Baptists against Christianity

Who needs atheists when you have Baptists:

The Baptist Joint Committee for Religious Liberty filed an amicus brief in the appeal of a case brought by two residents of Forsyth County, N.C., who filed suit in March 2007 against the county. The residents challenged the county’s practice of allowing sectarian government-sponsored prayers at county board of commissioners meetings under the First and Fourteenth amendments to the U.S. Constitution and sections of the North Carolina Constitution. They claimed the Board’s prayers advance Christianity and have the effect of affiliating the Board with it.

2010 World Religions Summit: convocation of loons

Religious leaders who have little better to do are meeting to pontificate on the “moral, ethical and spiritual” crisis of our time: what used to be called – before it was largely debunked – “Global Warming” but now goes by the less easily pinned down “Climate Change”. One thing I do know: the climate is definitely changing in Oakville. This morning it was raining and this afternoon it is sunny.

According to this gathering of spiritual Stasi, the time for persuasion, reason, education and even “conversation” is over: it’s time for compulsion:

World religious leaders today grappled with how best to compel governments and citizens to address the issue of climate change.

During the second day of the 2010 World Religions Summit here, some urged their own institutions model the very behaviours they are demanding politicians adopt as policy. Others said their own faith traditions are already doing that. Some urged more education of faith communities while others said the situation is already “beyond education” and requires intervention.

United Church Moderator Mardi Tindal thinks that having a “green” church is an expression of what she believes in, leading one to conclude that the ultimate expression of her belief would be to bulldoze United Church buildings everywhere and plant trees in their place. Something to look forward to:

Tindal also spoke about the environmental initiatives undertaken by inter-faith communities in Canada, including the Greening Sacred Spaces program, which ensures that “our buildings are responsible expressions of what we believe in.”

Pandit Roopnauth has noticed an even bigger blight than un-green United Church buildings: humanity. He takes the dim view that we are parasites. He didn’t elaborate on whether mankind should be exterminated to make way for more of Mardi Tindal’s trees, but I suspect it was at the back of his mind:

Pandit Roopnauth Sharma of the Hindu Federation said people need to be reminded that “we are the biggest parasites on earth. We take and take and give nothing back.”

The combined wisdom of the Baptist, Anglican and Muslim contingents was that we should use less energy, find out what makes people poor and not forget affluent nations – the lingering suspicion being that they shouldn’t be affluent.

It’s little wonder that there are few left in the West who take any religion seriously.

Abortion is a “God given right” according to one Baptist Minister

For the mother, of course; Carlton Veazey, a Baptist minister, doesn’t seem to think unborn babies have a God-given right not to be aborted:

Rev.
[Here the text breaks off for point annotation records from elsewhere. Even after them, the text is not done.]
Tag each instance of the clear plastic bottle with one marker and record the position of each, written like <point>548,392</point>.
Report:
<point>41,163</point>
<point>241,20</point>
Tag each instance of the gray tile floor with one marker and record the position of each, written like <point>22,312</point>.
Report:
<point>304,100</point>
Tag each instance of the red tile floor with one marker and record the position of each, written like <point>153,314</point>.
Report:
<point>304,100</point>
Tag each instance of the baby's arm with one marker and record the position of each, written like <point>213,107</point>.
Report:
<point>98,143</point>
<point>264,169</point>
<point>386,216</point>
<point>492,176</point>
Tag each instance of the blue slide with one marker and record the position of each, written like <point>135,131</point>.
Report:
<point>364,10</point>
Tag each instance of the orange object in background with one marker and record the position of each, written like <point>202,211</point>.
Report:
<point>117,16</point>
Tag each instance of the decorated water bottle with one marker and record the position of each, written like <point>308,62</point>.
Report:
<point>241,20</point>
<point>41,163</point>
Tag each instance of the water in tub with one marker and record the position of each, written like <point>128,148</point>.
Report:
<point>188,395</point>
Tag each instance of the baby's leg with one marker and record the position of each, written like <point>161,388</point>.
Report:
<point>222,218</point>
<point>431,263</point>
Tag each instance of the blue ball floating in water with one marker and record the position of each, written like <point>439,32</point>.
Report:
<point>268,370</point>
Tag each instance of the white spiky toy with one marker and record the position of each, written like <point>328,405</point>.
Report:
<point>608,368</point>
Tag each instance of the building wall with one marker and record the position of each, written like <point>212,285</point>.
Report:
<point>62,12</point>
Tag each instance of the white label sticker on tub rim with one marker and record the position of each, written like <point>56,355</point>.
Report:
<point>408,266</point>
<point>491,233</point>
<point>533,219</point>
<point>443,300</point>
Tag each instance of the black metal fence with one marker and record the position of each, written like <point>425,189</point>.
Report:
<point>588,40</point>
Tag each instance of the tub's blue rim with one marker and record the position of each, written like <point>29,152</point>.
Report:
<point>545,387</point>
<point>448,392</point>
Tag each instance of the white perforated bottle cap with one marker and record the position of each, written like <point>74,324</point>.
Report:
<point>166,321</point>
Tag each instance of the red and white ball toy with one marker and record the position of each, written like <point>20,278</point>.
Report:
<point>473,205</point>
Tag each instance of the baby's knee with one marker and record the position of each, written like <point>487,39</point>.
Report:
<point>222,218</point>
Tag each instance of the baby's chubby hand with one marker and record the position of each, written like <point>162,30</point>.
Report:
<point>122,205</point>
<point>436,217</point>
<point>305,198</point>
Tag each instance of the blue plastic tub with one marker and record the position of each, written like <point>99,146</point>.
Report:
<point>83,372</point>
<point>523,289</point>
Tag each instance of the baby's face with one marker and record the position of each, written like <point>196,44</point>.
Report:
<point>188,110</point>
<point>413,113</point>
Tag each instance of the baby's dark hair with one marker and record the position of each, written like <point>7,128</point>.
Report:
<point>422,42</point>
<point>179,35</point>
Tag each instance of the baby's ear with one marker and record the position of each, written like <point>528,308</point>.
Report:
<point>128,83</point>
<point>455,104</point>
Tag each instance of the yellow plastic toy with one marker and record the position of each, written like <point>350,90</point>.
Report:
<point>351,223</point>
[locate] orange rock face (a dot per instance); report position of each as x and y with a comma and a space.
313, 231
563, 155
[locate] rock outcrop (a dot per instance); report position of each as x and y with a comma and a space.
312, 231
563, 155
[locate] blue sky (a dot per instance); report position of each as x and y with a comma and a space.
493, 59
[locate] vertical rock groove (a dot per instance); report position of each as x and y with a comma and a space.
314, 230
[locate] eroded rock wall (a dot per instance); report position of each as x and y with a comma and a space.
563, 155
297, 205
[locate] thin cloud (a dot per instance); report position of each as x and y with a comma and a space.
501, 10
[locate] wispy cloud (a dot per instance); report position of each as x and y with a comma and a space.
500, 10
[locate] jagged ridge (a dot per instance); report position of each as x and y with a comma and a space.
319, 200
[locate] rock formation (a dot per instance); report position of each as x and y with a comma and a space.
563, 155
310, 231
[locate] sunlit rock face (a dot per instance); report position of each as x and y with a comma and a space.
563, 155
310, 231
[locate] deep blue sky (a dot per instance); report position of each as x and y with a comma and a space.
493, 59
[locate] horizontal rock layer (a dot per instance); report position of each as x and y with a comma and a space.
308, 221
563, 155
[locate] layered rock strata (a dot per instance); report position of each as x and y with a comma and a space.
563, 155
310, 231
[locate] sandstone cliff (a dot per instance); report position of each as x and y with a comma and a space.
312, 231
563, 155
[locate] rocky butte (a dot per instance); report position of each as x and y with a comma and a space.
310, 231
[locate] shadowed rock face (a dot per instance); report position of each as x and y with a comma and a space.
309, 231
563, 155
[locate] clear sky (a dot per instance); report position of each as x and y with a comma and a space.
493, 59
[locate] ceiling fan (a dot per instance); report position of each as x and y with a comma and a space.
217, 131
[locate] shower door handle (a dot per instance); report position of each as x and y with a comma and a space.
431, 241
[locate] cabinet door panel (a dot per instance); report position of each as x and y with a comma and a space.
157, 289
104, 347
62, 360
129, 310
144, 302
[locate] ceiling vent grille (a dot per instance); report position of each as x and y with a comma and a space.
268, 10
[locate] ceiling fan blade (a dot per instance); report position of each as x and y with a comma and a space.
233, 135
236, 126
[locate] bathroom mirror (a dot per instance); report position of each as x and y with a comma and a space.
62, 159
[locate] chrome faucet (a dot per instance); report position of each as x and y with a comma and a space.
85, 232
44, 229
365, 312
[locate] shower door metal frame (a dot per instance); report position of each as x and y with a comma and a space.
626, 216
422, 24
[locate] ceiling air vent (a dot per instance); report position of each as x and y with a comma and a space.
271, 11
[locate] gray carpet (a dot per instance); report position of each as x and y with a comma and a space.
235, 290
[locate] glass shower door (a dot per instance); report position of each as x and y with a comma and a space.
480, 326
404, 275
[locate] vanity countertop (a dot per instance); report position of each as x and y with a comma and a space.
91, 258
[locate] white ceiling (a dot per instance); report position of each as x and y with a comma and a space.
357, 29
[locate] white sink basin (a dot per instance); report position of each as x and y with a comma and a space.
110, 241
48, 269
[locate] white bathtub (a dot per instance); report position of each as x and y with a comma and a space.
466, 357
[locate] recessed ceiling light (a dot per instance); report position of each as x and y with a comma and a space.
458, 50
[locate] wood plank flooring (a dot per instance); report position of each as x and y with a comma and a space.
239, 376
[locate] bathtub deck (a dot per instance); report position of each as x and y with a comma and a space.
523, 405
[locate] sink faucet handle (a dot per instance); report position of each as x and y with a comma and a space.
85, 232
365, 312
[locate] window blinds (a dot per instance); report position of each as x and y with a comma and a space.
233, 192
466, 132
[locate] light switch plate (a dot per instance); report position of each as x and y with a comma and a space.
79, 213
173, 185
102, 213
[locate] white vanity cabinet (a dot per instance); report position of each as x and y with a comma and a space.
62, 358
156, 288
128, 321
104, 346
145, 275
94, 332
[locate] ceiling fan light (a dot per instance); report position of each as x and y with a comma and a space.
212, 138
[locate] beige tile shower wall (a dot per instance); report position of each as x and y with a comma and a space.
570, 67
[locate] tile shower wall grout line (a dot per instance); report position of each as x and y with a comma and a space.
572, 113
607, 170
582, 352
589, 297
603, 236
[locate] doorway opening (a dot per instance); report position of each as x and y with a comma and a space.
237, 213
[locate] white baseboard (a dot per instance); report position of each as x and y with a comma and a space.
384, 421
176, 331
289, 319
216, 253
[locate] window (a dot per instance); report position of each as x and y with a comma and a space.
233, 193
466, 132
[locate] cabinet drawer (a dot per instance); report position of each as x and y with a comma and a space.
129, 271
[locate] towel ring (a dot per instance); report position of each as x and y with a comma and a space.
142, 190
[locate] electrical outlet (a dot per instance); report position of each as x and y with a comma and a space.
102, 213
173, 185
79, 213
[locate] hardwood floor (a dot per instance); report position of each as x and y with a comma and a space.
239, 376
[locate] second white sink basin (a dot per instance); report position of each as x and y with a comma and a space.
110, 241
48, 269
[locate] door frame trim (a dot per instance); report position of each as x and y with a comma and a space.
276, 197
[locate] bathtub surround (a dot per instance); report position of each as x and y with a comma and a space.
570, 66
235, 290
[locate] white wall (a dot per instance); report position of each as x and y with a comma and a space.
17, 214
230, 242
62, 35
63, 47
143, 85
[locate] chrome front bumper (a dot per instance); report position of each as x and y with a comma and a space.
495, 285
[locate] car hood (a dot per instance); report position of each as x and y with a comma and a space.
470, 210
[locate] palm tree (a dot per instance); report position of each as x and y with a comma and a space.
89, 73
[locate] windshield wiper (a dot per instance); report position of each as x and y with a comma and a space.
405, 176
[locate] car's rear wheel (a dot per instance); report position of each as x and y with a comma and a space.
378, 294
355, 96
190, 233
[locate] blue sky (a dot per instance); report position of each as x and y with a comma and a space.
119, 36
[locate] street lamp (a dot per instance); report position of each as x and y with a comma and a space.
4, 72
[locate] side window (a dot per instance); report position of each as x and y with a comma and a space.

Carlton Veazy, president and CEO of the Religious Coalition for Reproductive Choice, told a small crowd of pro-abortion protesters that women have a “God-given right” to abortion and that opposition from pro-life congressmen and religious leaders would never take it away.

Veazy, closing speaker at a “Stop Stupak” rally on Capitol Hill staged by major pro-abortion groups such as Planned Parenthood, NARAL-Pro Choice, and the Service Employees International Union (SEIU) told the crowd that not only did they have a constitutional right to abortion, but that they had a God-given one as well.

“Don’t let anybody tell you that religious people don’t support choice,” Veazy said at the gathering in the Dirksen Senate Office Building. “You not only have a constitutional right for abortion, but you have a God-given right.”

There is a disconnection between Veazey’s pro-abortion view and the love he has for his children and grandchildren that borders on mental derangement:

As for me, this work is an extension of the constantly maturing love I have for my children, and now my grandchildren and the children of the village. Every day I feel blessed that I am a father to all my children, that I’m still on this journey, and that I am faithfully, prayerfully, pro-choice.

I am pro-choice too: I’m pro giving the unborn the chance to choose life without the threat of being dismembered or burned to death in utero.